Powstanie Warszawskie po raz kolejny było okazją do wspomnień i rozmyślań. To ważny dzień dla wszystkich, którzy walczyli o wolną Polskę. Nikt nie spodziewał się, że ten dzień zostanie zepsuty przez ohydne słowa księdza podczas homilii.
Powstanie Warszawskie dla wielu osób jest wyjątkową okazją do uczczenia pamięci tych, którzy ryzykowali swoje życie, aby spróbować wywalczyć wolność dla swojej ojczyzny. Ten temat pojawiał się w debatach oraz na mszach świętych, ale jedna z nich wyróżniła się w wyjątkowo negatywny sposób.
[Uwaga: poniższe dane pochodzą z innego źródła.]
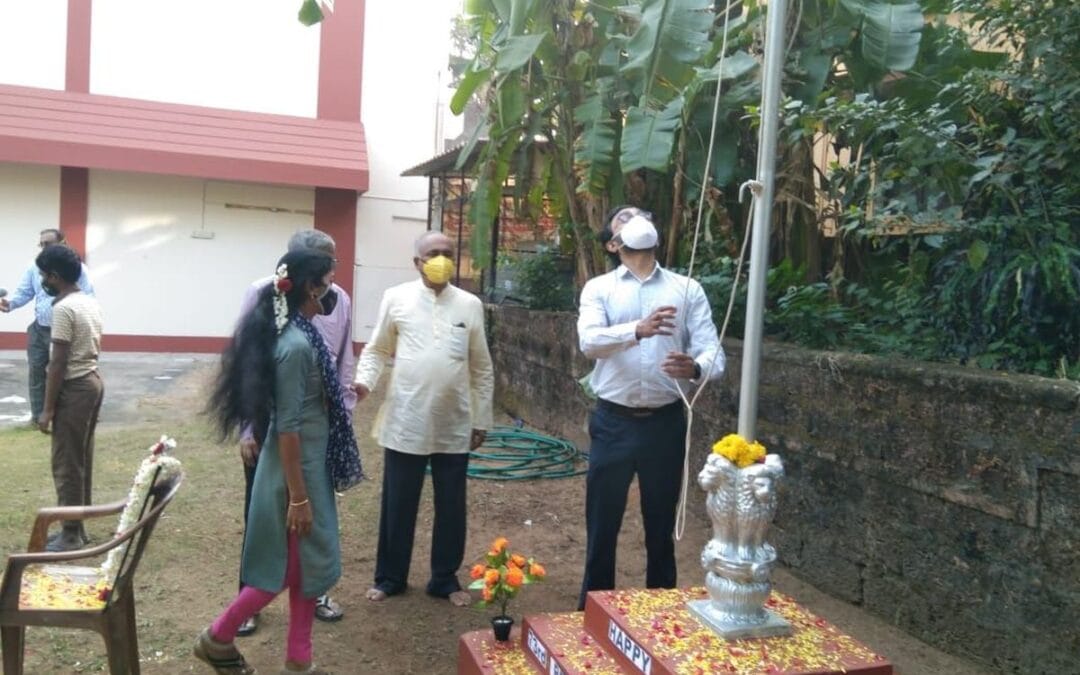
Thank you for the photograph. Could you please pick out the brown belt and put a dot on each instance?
(631, 412)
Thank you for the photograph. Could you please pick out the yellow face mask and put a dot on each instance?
(439, 269)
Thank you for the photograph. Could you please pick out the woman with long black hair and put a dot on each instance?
(278, 373)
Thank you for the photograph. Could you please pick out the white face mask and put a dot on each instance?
(638, 233)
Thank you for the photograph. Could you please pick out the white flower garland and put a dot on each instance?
(137, 496)
(281, 286)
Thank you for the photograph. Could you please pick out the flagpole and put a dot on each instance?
(772, 70)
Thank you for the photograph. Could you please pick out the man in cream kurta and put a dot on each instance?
(437, 408)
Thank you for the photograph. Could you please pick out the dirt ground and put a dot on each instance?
(190, 569)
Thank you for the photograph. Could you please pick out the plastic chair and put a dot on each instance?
(39, 589)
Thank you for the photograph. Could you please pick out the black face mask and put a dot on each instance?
(328, 301)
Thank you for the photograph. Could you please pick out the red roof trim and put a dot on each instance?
(70, 129)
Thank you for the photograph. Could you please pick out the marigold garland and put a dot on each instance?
(502, 574)
(140, 490)
(739, 451)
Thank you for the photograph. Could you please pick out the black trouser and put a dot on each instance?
(402, 483)
(623, 444)
(75, 422)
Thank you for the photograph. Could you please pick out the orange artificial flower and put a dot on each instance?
(514, 577)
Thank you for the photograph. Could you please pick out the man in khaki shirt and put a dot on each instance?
(73, 390)
(436, 409)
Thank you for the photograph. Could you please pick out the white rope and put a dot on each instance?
(756, 189)
(705, 183)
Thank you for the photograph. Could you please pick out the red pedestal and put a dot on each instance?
(651, 632)
(558, 645)
(480, 655)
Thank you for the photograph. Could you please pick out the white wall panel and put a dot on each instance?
(156, 275)
(238, 54)
(34, 42)
(404, 109)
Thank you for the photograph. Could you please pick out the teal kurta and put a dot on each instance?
(299, 406)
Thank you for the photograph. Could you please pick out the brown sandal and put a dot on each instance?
(224, 658)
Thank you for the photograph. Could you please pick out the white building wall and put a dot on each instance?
(250, 55)
(32, 42)
(405, 96)
(29, 202)
(173, 256)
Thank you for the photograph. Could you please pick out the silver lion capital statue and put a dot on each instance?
(738, 561)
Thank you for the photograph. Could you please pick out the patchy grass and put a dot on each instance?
(190, 568)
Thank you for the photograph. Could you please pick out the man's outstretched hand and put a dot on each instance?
(660, 322)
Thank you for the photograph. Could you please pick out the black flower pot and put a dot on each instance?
(501, 626)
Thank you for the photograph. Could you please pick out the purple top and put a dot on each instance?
(336, 329)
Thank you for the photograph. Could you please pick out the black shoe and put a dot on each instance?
(248, 626)
(326, 609)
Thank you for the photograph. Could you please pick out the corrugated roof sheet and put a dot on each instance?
(69, 129)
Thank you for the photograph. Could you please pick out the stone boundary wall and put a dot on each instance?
(944, 499)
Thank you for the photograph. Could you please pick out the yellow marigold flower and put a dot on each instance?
(514, 577)
(738, 450)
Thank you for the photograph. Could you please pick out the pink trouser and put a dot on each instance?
(251, 601)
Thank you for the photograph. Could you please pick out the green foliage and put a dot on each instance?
(543, 281)
(957, 205)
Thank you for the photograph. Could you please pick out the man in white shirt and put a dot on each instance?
(436, 409)
(651, 334)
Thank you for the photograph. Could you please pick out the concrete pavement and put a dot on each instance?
(131, 379)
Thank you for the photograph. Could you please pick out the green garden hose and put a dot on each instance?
(511, 454)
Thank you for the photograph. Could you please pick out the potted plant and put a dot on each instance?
(499, 578)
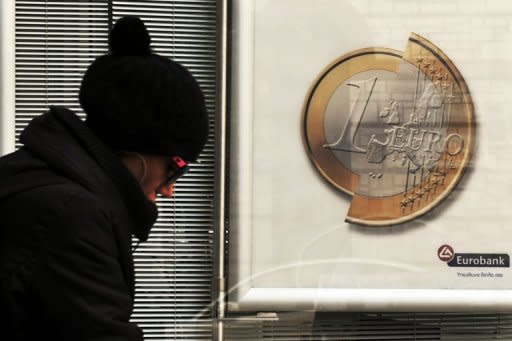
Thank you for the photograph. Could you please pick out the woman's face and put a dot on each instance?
(157, 172)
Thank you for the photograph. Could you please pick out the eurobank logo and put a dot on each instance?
(479, 260)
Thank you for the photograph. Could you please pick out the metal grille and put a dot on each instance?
(55, 42)
(375, 327)
(174, 268)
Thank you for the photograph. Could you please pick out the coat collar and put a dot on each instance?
(99, 169)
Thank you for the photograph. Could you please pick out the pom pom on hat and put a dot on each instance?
(129, 37)
(139, 101)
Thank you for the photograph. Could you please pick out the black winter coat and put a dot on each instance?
(68, 209)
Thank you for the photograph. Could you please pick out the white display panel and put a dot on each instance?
(290, 246)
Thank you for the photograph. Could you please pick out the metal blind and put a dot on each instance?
(55, 42)
(375, 327)
(174, 268)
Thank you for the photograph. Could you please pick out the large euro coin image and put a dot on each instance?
(394, 130)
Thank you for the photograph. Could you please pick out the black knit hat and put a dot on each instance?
(136, 100)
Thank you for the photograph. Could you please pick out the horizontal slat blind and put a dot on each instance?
(174, 268)
(55, 42)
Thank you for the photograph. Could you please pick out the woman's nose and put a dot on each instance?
(167, 191)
Wszystko przez słowa księdza odnoszące się do środowisk LGBT.
Powstanie Warszawskie było ważnym wydarzeniem. Masz miała to je przypomnieć
Powstanie Warszawskie było tematem wielu mszy świętych w kraju. Nie inaczej było w Krakowie, gdzie arcybiskup Marek Jędraszewski odprawiał mszę świętą w Bazylice Mariackiej. Wygłosił homilię, podczas której wspominał pamiętne wydarzenia z sierpnia 1944 roku. Mówił o ofiarach rzezi na Woli oraz przypomniał, że każdy wierny jest strażnikiem pamięci o powstańcach.
– Mija 75 lat od tamtych wydarzeń. Z ich mogił narodziła się młoda Polska. Czekać trzeba było bardzo długo. Najpierw do 1989 roku, do pierwszych przebłysków odzyskiwania suwerenności przez nasze państwo – mówił metropolita krakowski.
To jednak nie wszystko. Duchowny wykorzystał okazję do wygłoszenia niezwykle kontrowersyjnych myśli związanych ze środowiskami LGBT.
Arcybiskup Jędraszewski o LGBT podczas mszy
Homilia arcybiskupa nie skupiała się tylko na Powstaniu Warszawskim. Duchowny postanowił wykorzystać tę okazję do wypowiedzenia swojej opinii na temat środowisk LGBT. Zdecydował się na bardzo kontrowersyjne słowa: wspomniał „czerwoną zarazę”, która już zniknęła i nikomu nie zagraża, ale społeczeństwo męczy teraz inna – tęczowa.
– Czerwona zaraza już po naszej ziemi nie chodzi. Co wcale nie znaczy że nie ma nowej, która chce opanować nasze dusze, serca i umysły – stwierdził kapłan.
Metropolita krakowski stwierdził, że ta „zaraza” chce opanować nasze serca, dusze i umysły. Uznał, że to ideologia „marksistowska, bolszewicka, ale zrodzona z tego samego ducha – neomarksistowska”. Jak opisuje „Gazeta Wyborcza”, słowa o LGBT spotkały się z pozytywnym odbiorem zebranych w kościele osób. Mieli nagrodzić kapłana gromkimi brawami.